Gerry Hills, also a volunteer for Arizonans for Gun Safety, said she supports safe gun ownership and believes that background checks will protect law-abiding Arizonans.

Hills said her brother, a Michigan police officer, was killed by a shooter who was able to buy and deal weapons despite a documented history of mental illness.

“This is not a liberal-versus-conservative issue; this is a life-and-death issue,” Hills said. “We need one single law that applies to everybody.”

Gallardo said he tried and failed with the same legislation when he served in the state House.

“I understand its going to be an uphill battle,” he said. “I think most importantly we’ll continue to educate the public.”
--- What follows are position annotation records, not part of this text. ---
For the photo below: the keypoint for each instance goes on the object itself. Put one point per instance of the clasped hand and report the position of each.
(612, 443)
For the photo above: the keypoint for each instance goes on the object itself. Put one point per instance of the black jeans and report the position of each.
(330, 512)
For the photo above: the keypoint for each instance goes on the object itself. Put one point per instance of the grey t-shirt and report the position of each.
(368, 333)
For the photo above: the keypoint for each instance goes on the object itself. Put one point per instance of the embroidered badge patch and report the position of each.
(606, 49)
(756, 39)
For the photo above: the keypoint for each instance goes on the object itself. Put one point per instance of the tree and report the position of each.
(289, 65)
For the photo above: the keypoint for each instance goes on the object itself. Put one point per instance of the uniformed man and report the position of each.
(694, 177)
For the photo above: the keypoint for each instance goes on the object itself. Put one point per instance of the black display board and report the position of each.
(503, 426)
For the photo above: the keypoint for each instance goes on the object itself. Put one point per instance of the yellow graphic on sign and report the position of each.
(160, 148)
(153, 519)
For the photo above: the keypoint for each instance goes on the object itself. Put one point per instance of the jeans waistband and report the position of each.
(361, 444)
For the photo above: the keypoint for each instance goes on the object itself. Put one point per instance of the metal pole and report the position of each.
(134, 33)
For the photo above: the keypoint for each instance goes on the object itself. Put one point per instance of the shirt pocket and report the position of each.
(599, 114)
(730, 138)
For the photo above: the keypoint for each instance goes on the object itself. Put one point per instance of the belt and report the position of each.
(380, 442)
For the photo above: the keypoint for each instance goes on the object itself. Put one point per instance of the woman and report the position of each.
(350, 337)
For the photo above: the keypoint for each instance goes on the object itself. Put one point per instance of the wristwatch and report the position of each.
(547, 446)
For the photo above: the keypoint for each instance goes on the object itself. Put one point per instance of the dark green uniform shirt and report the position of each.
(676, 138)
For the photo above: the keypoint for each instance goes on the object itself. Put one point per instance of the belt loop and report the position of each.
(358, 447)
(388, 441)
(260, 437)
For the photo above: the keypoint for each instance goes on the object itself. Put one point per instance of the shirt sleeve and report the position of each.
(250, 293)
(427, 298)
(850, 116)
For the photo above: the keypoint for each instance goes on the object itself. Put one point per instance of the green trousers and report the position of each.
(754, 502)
Gallardo’s bill had yet to be assigned to a committee.

4 comments

  1. Well, say goodbye to your Senate seat, Im guessing you wont be re-elected. I know that I certainly wont support you. We Arizonans like our guns more than we like people who try to pass laws restricting our 2nd amendment rights of ownership.

  2. “New York City undercover officers recently were able to buy [a gun] even after one told a seller he probably couldn’t pass a background check.”

    …so was the seller in that instance, who broke the law, arrested for this crime?

    I’m sure that if police departments regularly did stings like that and arrested and prosecuted the sellers who ignored the law (that you cannot sell a firearm to someone you know or reasonably suspect is a prohibited person), then the incidence of such sales would be reduced – and you’d get the one who were willing to break that law off the street and likely unable themselves to ever again legally possess a firearm.

    Please enforce the existing laws before you go asking for new ones.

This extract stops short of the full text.